Nicoletta Deva Tortone ha avuto un percorso artistico e professionale intenso, a partire dagli esordi come fotografa di moda e teatro. Nel corso degli anni, si è progressivamente allontanata da questo mondo, interessandosi sempre di più all’aspetto intimo e personale del processo creativo.
La passione per la fotografia scoppia nei primi anni Settanta, quando realizza uno scatto che ritrae la sorella e il fidanzato di fronte a una scultura, in occasione della mostra di Henry Moore a Firenze, al Forte Belvedere. Da quel momento in avanti, la fotografia diventa il suo principale linguaggio d’espressione.
A fine anni Ottanta lascia definitivamente il mondo della moda e comincia a lavorare nei villaggi turistici del Club Med, sperimentando così il rapporto umano e diretto con le persone, elemento che la invoglia ancor di più a rivolgere l’attenzione su se stessa.
Nel 2002 arriva un momento di svolta: l’incontro con Michael Ackerman è illuminante e le dà il definitivo per cominciare a lavorare su se stessa e diventare il soggetto della sua fotografia.
È da questo punto di svolta che nascono le prime opere: quaderni e collage fotografici in cui, con un originale mix di linguaggi artistici, vengono affrontati i temi più intimi, nascosti e misteriosi della vita. Opere cucite a mano dove si raccontano la quotidianità, il passato e il presente, le maschere, il rapporto con il padre e con l’io.
Nicoletta spiega così il suo lavoro: «Le mie fotografie sono una performance: sono come un libro, ma al posto delle parole c’è pelle, voce, memoria, amore. Mi piace utilizzare le maschere perché le trovo uno strumento per essere sincera, per comunicare al mondo che io sono quello che vedi.

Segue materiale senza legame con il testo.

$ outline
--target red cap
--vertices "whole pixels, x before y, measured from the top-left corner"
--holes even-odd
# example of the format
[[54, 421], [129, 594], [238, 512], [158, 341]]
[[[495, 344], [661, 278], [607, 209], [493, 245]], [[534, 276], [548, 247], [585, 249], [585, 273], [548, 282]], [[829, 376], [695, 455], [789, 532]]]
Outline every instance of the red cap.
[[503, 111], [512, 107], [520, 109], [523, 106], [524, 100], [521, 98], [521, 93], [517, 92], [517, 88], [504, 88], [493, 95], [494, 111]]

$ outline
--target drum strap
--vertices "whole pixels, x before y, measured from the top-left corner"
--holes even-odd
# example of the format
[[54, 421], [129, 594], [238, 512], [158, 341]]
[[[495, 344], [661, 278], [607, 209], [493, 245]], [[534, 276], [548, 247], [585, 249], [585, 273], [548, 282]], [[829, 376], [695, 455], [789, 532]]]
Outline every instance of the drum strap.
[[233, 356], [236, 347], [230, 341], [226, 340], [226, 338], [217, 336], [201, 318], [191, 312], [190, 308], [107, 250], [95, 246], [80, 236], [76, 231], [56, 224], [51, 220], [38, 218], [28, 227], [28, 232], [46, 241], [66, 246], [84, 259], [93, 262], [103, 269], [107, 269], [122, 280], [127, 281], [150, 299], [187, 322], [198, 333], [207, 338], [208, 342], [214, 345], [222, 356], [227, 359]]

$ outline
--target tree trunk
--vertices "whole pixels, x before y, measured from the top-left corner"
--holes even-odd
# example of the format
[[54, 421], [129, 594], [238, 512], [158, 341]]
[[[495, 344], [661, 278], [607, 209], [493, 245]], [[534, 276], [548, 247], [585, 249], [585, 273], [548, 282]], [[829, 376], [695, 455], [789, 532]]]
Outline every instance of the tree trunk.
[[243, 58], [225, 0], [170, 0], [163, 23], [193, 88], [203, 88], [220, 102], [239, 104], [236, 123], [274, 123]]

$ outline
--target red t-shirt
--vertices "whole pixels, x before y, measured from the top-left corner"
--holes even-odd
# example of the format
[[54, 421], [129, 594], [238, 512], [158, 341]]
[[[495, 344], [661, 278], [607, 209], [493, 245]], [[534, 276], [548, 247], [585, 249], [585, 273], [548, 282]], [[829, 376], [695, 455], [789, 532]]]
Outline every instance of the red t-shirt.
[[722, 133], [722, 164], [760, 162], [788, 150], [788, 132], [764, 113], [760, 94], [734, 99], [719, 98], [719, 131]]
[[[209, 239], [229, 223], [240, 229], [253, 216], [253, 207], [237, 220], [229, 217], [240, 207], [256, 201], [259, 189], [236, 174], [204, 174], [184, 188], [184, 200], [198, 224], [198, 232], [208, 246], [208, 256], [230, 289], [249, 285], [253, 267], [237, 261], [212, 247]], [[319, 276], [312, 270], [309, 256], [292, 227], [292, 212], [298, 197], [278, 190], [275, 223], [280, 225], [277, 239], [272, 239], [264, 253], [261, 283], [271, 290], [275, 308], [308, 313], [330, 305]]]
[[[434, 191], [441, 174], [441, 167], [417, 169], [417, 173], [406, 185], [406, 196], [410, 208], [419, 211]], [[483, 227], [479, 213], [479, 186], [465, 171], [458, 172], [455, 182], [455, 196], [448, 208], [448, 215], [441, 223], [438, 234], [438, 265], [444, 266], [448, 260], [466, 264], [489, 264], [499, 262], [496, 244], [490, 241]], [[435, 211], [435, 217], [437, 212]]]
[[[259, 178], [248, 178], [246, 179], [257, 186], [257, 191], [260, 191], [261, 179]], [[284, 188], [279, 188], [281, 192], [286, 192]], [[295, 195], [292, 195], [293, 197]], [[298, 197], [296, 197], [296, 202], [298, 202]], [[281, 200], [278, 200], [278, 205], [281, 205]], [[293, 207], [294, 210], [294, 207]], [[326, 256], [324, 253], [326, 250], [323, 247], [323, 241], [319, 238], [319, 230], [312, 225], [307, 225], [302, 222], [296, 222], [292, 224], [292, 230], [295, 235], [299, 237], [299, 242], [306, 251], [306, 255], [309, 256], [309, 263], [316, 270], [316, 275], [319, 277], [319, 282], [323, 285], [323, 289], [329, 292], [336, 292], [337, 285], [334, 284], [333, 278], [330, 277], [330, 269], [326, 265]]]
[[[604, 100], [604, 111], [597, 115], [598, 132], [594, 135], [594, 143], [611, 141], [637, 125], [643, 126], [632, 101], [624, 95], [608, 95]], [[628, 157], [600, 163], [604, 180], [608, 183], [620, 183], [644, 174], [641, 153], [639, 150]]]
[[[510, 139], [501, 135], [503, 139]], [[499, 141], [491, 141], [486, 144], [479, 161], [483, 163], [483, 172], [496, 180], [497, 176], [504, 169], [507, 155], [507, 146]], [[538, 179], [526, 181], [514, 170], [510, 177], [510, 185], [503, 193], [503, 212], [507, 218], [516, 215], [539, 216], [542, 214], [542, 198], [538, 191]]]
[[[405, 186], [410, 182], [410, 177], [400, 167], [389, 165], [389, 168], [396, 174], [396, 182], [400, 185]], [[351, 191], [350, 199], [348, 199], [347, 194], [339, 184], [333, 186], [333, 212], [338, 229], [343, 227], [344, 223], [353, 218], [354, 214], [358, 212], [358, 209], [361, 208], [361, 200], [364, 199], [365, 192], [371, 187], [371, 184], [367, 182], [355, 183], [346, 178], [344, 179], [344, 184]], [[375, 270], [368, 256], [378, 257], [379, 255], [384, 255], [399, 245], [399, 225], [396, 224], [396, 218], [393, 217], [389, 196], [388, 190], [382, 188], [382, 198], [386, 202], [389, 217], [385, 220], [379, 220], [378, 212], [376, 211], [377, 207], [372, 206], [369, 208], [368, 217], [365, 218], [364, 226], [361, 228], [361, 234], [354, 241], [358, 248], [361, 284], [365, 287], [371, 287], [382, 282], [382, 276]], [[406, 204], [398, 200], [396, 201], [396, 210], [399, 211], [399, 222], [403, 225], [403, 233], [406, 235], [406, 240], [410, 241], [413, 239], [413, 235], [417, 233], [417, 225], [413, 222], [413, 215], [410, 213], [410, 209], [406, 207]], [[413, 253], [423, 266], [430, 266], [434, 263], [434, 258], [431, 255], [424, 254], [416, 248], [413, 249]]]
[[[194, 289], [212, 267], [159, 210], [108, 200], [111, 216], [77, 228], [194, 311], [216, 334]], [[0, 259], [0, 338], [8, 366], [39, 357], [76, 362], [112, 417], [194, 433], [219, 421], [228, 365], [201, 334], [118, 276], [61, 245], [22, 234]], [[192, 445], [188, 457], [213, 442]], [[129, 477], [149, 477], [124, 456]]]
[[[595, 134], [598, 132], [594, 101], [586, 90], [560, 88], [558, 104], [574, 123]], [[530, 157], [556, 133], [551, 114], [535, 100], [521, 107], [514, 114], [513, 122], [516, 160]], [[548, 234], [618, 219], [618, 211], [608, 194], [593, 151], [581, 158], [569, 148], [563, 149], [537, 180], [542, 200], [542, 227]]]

Le mie maschere sono un ponte per staccarmi da me e raggiungere gli altri».
Le sue sono opere intime e introspettive, come i suoi quaderni fotografici: veri e propri diari che, attraverso autoscatti e scatti personali, raccontano la quotidianità, le emozioni, il dolore, il passato, il presente e in qualche modo anche il futuro dell’autrice.
Il lavoro di Nicoletta è stato studiato e apprezzato anche da Gerry Badger, uno dei più importanti curatori contemporanei, che ha voluto presentarlo agli studenti della NABA di Milano nel 2015.